第22話 ひび
今度もリョウガは現場へ行かなかった。
映画スタジオのときと同じで、ネット上にアップリケされた動画を介し、見ただけだった。
いつもの日々を消化していた。朝、電車にのって仕事へ向かい、夜、電車にのって自宅へ戻る。
駅からは歩いて帰路につく。
途中、発光する交番のまえに立つ、警察官の様子を凝視していた。だが、やがて視線を外し、歩き出す。
髪は伸び、真新しかった靴は靴底の消耗とともに疲弊していた。鼻をすすり、その拍子でちいさく咳込む。静かな町のなかでは、ちいさな咳も響いてきこえた。
不意にスマートフォンが振動した。ヒメからの着信だった。
いつもとは違う。音声のみの着信だった。
違和感を覚えたが、音声のみなら顏を観られない、それはそれで助かる気持ちがあった。いまの顔は、あまり見られなくない。そのため、外灯の下で立ち止まり、着信ボタンを押すこともさほど迷わなかった。
『まだやるの?』
ヒメは挨拶もなくそう訊ねてきた。
襲撃めいたその言葉に、リョウガは反応しきれず間をあけてしまった。
だが、やがて立て直す。
「うん、彼女をもっていかれると、おれには何もなくなるから」
ヒメは数秒ほど挟んで問いかける。
『何がなるくなるの』
落ち着いて、相手を壊さないように、優しく、静かに問う。
「いまをだよ」
そう答えた。
ふたたび間が生まれた。
「やっぱり、きみとはもう連絡ができない」
ひとときの静寂を経て『なにそれ』ヒメが問い返す。
「おれの呪いが、きみへうつるといけない」
リョウガはそう告げた。反応はなかった。
映像はない。どんな表情をしているかはわからなかった。
真横を車が一台通り過ぎた。行ってしまうと、闇夜に向けた視界の限り、動くものはなにもなくなかった。
『別れ話みたい』
ぽん、とそういった。
『人と別れたことある?』そう訊いて、すぐに思い出し『いや、ごめん』と、あやまった。
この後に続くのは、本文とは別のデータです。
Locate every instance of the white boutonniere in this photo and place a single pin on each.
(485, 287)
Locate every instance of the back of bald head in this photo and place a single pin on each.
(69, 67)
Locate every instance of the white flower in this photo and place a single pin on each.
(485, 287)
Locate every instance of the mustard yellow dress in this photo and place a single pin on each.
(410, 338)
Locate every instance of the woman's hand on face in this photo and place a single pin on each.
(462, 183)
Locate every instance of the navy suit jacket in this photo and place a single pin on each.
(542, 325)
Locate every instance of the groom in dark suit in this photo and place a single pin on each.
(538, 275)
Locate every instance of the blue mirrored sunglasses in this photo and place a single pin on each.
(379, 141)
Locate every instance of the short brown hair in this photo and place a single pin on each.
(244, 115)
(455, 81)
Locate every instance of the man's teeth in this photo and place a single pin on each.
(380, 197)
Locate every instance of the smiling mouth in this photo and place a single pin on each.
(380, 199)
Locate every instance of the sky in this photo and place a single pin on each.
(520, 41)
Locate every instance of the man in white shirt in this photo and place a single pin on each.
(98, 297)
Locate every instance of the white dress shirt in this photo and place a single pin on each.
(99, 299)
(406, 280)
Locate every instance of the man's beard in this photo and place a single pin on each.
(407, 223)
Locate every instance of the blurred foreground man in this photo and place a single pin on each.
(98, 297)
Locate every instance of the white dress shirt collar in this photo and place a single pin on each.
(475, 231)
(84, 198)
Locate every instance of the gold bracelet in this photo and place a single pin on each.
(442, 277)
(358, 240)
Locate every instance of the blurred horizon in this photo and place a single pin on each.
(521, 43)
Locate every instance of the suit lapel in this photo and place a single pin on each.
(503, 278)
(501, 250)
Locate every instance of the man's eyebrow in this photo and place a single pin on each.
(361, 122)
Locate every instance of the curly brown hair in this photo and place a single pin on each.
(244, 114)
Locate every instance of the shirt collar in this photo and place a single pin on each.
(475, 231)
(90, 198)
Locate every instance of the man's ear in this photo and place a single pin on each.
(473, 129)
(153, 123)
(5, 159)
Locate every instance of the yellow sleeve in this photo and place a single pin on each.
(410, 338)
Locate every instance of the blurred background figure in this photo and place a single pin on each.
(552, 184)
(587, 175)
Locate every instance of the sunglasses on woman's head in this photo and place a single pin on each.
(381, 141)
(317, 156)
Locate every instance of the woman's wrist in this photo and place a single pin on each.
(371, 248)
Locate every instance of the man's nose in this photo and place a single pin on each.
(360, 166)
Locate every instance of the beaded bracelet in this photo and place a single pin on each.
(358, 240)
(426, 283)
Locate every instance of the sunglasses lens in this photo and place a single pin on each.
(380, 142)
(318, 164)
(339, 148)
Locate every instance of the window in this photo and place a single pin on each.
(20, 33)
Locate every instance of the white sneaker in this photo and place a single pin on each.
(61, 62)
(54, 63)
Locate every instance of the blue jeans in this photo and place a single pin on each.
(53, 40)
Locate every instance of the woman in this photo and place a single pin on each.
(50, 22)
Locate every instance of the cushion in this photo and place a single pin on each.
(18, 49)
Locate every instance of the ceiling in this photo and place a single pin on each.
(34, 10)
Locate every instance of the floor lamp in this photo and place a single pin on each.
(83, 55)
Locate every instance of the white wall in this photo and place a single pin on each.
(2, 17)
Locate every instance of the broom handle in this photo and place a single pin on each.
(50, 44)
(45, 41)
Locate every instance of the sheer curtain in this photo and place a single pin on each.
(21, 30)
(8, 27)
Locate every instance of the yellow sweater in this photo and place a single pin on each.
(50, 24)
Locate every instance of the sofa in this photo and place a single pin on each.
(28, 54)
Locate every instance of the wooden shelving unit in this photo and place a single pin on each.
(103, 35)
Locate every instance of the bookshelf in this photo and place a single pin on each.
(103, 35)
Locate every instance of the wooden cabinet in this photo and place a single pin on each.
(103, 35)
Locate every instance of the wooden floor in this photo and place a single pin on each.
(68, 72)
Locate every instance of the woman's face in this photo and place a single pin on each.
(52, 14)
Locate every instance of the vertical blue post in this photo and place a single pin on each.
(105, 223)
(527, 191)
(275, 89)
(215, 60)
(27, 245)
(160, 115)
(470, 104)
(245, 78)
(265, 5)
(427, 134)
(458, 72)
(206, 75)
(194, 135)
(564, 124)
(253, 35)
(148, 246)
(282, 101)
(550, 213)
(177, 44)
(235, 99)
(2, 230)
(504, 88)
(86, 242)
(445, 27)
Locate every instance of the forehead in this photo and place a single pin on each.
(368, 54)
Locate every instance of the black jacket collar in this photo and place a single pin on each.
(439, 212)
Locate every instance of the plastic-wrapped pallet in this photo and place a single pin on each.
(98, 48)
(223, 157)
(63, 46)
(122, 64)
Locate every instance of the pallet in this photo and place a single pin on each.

迷った。それから考えた。「どうかな」けっきょく、答えを、いったん、ひどくひらけた場所へ逃がした。
話せそうなことは幾らでもある。だが、なにひとつ総括されてない。まだどれも生乾きだった。体温すら感じる、呼吸もしている、まだ生きている、かたまった過去になってない、脆い。そして、その過去が未来を強く消費し続けている。それは未来を喰い尽くさんばかりにある。制御できていない。
だからつまり、ちがう。本当は話せそうなことはなにもない。
考え、隠している苛立ちが露わになる。抑えきれなくなる。
なにも話せる準備ができていない。まったく足りていない。
『わたしはあるよ』ヒメがはっきりと言い切った。だが、またすぐに『ごめん、これもいらない話か』あやまった。
リョウガは外灯の下に立っていた。横を妙齢の女性が通り過ぎゆく。
ここにいれば通る人の邪魔になる。そう判断して、明りから身を外し、そのままゆっくりと闇夜のなかを歩き出す。
何度も歩いた道は身体が憶えていて自動的に進んでくれる。
『ねえ、どう終わるの』
ヒメは漠然と訊ねた。そして答えるまえに、さらに口を開く。
『どうしても、ダメかね?』
また漠然と問う。
迷ったが、答えた。
「ああ、さよならだ」
『ばかみたい』
「これが最後の会話になる」
『雰囲気だし過ぎ。あとから恥ずかしくなるだけだよ、そういうの』
「いまわかったんだ、おれはきみの声が好きだ」
『…………どうしたの、急に』
「最後だから。最後にしか言えないことを言った」
『だから、そういうって………そういうのって………あとから………効いてくるんだよ……内臓に』
「きみは命綱だった」
数秒ほど間があいた。
『ごめん、わかんない』
後半は消え去りそうな声になっていた。
「わるかった、勝手に命綱にしてた」
立ち止まり謝る。
必要な沈黙を経て。
「じゃあな」
手からその綱を離すようにそう告げ、遮断ボタンを押す。
それからスマートフォンを操作した。通話に使っていたアプリのアカウントを削除した。続けて通話用のアプリも削除した。
そして暗闇にひとり立たされる。